Он бьет в нее руками и ногами, выкрикивает самые страшные ругательства. Никто не отзывается, никто не слышит его. Наверно, в аду так же, как в этом карцере, недаром Леденчик так боится ада. Это и вправду ужасно — терпеть такие муки… Арестанты в тюрьме пели о том, что за стенами тюрьмы — свобода и солнце. И вода! Много воды: текут реки, с отвесных скал свергаются водопады, шумит огромное таинственное море. Профессор, который знает все на свете, потому что по ночам читает при свечке ворованные книги («испортишь глаза, Профессор»), говорил ему, что в мире больше воды, чем суши, — он где-то это вычитал. А здесь, в карцере, нет ни капли. И там, где томится сейчас Дора, тоже нет. Зачем он колотит в дверь? Никто его не услышит, а руки так болят. Вчера его избили в полиции: спина у него вся в черных кровоподтеках, грудь изранена, лицо распухло. Потому директор и сказал, что у него вид прирожденного преступника. Да ничего подобного! Ему не нужно ничего, кроме свободы. Старик в таверне сказал как-то, что судьбу не перешибешь, а Жоан де Адан ответил: «Настанет день, когда мы сами перекроим свою судьбу», и он согласен с грузчиком. Его отец погиб за то, чтобы изменить судьбу портовиков. Когда Педро вырастет, он тоже станет докером и тоже будет бороться за то, чтобы свобода, солнце, еда и вода принадлежали всем… Педро сплевывает, с трудом собрав слюну в пересохшем рту. Жажда мучит все сильней. Леденчик хочет стать священником, чтобы избегнуть ада. Падре Жозе Педро знает, какие дела творятся в колонии, он пытался не допустить, чтобы дети попадали туда, но что может сделать безвестный священник один против всех? Против всех — потому что все ненавидят беспризорных мальчишек… Только бы выйти отсюда… Он попросит матушку Анинью, и она наведет на директора порчу… Огун поможет ей в память того, как он, Педро, выкрал его изображение из полиции… Педро немало успел в свои пятнадцать лет. И Дора — тоже, хоть совсем недавно попала в шайку… А теперь оба они умирают от жажды… Педро снова стучит в дверь. Бесполезно. Жажда грызет ему нутро, как бешеная крыса, как целое полчище крыс. Он падает на колени, силы покидают его. Он засыпает, но жажда мучает его и во сне, и снится ему, что крысы впиваются зубами в прекрасное лицо Доры.

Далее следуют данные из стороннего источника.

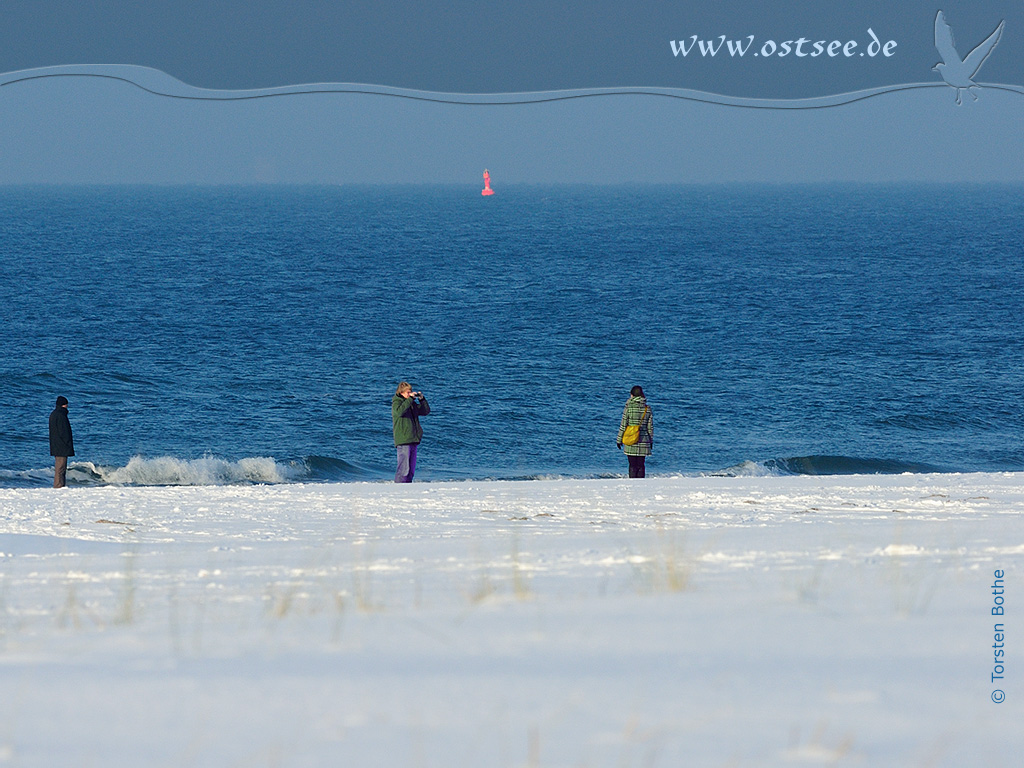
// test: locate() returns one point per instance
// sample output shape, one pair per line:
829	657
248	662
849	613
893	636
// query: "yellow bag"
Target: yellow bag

Он приходит в себя оттого, что кто-то слегка постукивает по одной из ступеней лестницы. Скорчившись, приподнимается — встать во весь рост не дает ему скошенный потолок.
— Эй, кто там? — тихонько окликает он.
— А ты кто? — слышится в ответ, и сумасшедшая радость захлестывает его.
— Педро Пуля.
— Это ты верховодишь у «капитанов»?
— Я.
Раздается свист, а потом голос торопливо произносит:
— Сегодня приходил один из ваших, просил кое-что тебе передать…
— Ну?..
— Сюда идут… Потом! — И шаги удаляются.
Теперь на сердце у него легче. Может быть, это Дора прислала ему весточку? Да нет, что за чушь лезет в голову? Как могла она исхитриться, если тоже сидит взаперти? Это, конечно, «капитаны». Наверно, ломают себе голову, думают, как бы вытащить его отсюда. Сейчас самое главное — выбраться из карцера: отсюда не сбежишь. А вот потом, когда он выйдет из этой мышеловки, — дело другое… Дайте только выйти… Педро садится, начинает думать. Сколько времени он сидит, сколько дней прошло? Дня здесь не бывает, тянется одна нескончаемая темная ночь. Он нетерпеливо ждет возвращения мальчика, но тот почему-то задерживается, и Педро начинает тревожиться. Интересно, как там без него в шайке? Профессор наверняка уже выдумал, как ему сбежать отсюда. Да ведь не сбежишь. А пока он в колонии, и Доре придется оставаться в приюте… В эту минуту дверь открывается, Педро вскакивает, думая, что его сейчас выпустят, но чья-то рука отталкивает его.
В дверях стоит надзиратель Ранулфо с кружкой. Педро почти выхватывает ее у него из рук, выпивает воду несколькими глотками. Как мало! Только жажду обмануть… Надзиратель протягивает ему глиняную миску, в которой плавает несколько фасолин.
— А нельзя мне еще воды? — спрашивает Педро.
— Водичка завтра будет, — со смешком отвечает тот.
— Хоть глоточек…
— Сказал ведь: завтра! А будешь колошматить в дверь — просидишь тут не неделю, а две. — И дверь захлопывается перед самым его носом.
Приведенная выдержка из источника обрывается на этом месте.